Maximum Score from Performing Multiplication Operations

hard dp memoization

Problem

Given arrays nums and multipliers, on step i pick either nums[front] or nums[back], multiply by multipliers[i], add to score, and remove that element. Maximize total score.

Inputnums = [1,2,3], multipliers = [3,2,1]

Output14

Pick 1·3 + 2·2 + 3·... pattern → max 14.

nums

multipliers

def maximum_score(nums, multipliers):
    m = len(multipliers)
    n = len(nums)
    dp = [[0] * (m + 1) for _ in range(m + 1)]
    for i in range(m - 1, -1, -1):
        for left in range(i, -1, -1):
            right = n - 1 - (i - left)
            dp[i][left] = max(
                nums[left] * multipliers[i] + dp[i+1][left+1],
                nums[right] * multipliers[i] + dp[i+1][left]
            )
    return dp[0][0]

function maximumScore(nums, multipliers) {
  const m = multipliers.length, n = nums.length;
  const dp = Array.from({length: m + 1}, () => new Array(m + 1).fill(0));
  for (let i = m - 1; i >= 0; i--) {
    for (let left = i; left >= 0; left--) {
      const right = n - 1 - (i - left);
      dp[i][left] = Math.max(
        nums[left] * multipliers[i] + dp[i+1][left+1],
        nums[right] * multipliers[i] + dp[i+1][left]
      );
    }
  }
  return dp[0][0];
}

class Solution {
    public int maximumScore(int[] nums, int[] multipliers) {
        int m = multipliers.length, n = nums.length;
        int[][] dp = new int[m + 1][m + 1];
        for (int i = m - 1; i >= 0; i--) {
            for (int left = i; left >= 0; left--) {
                int right = n - 1 - (i - left);
                dp[i][left] = Math.max(
                    nums[left] * multipliers[i] + dp[i+1][left+1],
                    nums[right] * multipliers[i] + dp[i+1][left]
                );
            }
        }
        return dp[0][0];
    }
}

int maximumScore(vector<int>& nums, vector<int>& multipliers) {
    int m = multipliers.size(), n = nums.size();
    vector<vector<int>> dp(m + 1, vector<int>(m + 1, 0));
    for (int i = m - 1; i >= 0; i--) {
        for (int left = i; left >= 0; left--) {
            int right = n - 1 - (i - left);
            dp[i][left] = max(
                nums[left] * multipliers[i] + dp[i+1][left+1],
                nums[right] * multipliers[i] + dp[i+1][left]
            );
        }
    }
    return dp[0][0];
}

Explanation

On each of the m steps you pick a number from either the front or the back of nums, multiply it by the matching multiplier, and add it to your score. The key insight is that the state can be described by just two numbers: how many steps you've done, and how many of those came from the front.

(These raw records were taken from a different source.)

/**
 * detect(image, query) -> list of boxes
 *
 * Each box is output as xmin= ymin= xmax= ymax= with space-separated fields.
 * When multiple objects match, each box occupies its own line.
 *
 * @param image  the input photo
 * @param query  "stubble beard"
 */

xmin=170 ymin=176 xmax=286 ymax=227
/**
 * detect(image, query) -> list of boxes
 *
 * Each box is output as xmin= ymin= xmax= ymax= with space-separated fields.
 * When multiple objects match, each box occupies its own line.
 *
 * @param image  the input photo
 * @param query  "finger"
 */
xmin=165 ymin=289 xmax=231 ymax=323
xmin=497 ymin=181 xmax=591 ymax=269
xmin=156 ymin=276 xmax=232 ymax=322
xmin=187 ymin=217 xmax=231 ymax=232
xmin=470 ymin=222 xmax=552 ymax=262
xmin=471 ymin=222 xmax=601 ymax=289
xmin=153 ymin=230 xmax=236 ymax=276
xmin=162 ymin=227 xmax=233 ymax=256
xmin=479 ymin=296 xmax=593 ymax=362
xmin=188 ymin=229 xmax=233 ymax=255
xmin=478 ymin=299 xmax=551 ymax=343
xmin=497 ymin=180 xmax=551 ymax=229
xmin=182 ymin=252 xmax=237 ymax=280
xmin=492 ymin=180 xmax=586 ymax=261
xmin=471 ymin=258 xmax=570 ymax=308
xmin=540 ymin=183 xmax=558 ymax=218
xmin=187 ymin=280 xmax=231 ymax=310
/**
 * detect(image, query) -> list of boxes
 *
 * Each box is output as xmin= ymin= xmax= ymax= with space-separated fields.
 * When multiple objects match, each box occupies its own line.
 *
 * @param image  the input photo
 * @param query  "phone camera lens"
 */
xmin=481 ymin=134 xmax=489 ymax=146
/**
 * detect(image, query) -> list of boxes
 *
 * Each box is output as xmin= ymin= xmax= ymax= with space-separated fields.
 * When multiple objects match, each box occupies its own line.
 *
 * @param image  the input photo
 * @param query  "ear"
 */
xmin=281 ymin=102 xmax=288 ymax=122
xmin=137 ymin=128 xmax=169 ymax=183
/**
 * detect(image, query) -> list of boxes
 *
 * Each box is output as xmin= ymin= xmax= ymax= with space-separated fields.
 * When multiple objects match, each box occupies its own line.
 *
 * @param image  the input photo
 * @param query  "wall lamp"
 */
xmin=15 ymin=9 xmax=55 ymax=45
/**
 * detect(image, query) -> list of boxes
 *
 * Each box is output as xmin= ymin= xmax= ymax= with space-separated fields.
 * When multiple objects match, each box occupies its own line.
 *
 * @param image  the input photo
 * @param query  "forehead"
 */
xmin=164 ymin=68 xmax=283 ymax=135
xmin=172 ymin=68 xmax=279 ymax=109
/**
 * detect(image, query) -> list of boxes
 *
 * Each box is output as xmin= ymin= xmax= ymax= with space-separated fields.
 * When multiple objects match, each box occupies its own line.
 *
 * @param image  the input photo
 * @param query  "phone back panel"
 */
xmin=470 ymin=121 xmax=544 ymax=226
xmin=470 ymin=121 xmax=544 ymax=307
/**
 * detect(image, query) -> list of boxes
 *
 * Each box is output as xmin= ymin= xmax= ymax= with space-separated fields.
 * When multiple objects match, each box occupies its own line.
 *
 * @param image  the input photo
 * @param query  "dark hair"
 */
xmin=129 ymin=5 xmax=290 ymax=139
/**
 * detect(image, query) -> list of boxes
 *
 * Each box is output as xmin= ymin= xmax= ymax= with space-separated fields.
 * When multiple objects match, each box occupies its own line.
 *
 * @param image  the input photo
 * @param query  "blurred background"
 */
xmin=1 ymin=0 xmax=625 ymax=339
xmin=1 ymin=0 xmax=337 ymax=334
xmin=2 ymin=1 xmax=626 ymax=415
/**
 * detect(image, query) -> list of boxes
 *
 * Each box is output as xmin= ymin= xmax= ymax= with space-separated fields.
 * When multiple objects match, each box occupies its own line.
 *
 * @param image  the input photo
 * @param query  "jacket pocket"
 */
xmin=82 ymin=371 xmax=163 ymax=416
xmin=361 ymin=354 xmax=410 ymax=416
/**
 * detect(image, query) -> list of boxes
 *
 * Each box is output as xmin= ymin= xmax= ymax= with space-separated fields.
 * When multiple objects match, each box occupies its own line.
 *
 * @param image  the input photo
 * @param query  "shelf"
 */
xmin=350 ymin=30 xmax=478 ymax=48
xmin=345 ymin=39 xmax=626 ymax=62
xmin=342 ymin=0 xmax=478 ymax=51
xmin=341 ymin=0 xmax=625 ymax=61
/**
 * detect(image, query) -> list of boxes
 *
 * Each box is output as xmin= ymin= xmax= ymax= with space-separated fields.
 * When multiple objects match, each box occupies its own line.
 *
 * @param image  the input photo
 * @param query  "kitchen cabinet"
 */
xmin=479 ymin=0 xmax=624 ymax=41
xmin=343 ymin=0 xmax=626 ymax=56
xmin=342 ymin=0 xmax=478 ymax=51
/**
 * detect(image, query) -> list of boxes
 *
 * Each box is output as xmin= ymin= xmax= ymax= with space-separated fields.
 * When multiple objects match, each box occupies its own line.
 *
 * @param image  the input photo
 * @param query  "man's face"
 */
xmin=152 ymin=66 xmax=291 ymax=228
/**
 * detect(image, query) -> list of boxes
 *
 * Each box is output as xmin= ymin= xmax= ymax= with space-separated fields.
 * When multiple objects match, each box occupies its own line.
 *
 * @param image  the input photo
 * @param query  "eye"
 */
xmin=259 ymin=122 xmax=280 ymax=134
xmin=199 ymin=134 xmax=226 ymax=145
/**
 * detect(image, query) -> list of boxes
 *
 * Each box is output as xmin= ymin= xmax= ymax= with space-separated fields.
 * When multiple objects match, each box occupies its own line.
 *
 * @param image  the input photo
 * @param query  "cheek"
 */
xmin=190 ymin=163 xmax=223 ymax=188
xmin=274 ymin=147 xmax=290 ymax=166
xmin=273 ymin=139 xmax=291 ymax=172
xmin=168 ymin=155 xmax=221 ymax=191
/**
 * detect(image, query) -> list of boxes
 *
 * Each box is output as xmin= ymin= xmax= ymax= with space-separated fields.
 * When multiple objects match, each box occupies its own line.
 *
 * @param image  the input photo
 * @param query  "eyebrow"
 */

We define dp[i][left] as the best score you can still earn starting from step i when you've already taken left numbers from the front. Knowing i and left, the back pointer is forced: right = n - 1 - (i - left).

At each state we try both moves and keep the bigger: take nums[left] * multipliers[i] and recurse with one more front pick, or take nums[right] * multipliers[i] and recurse with the back. We fill the table backwards so the future values are ready.

Example: nums = [1,2,3], multipliers = [3,2,1]. The best sequence multiplies the right numbers by the big early multipliers, reaching a total of 14, which the table reports at dp[0][0].

There are only about m²/2 useful states and each is decided in constant time, so the algorithm is O(m²).

Time: O(m²) Space: O(m²)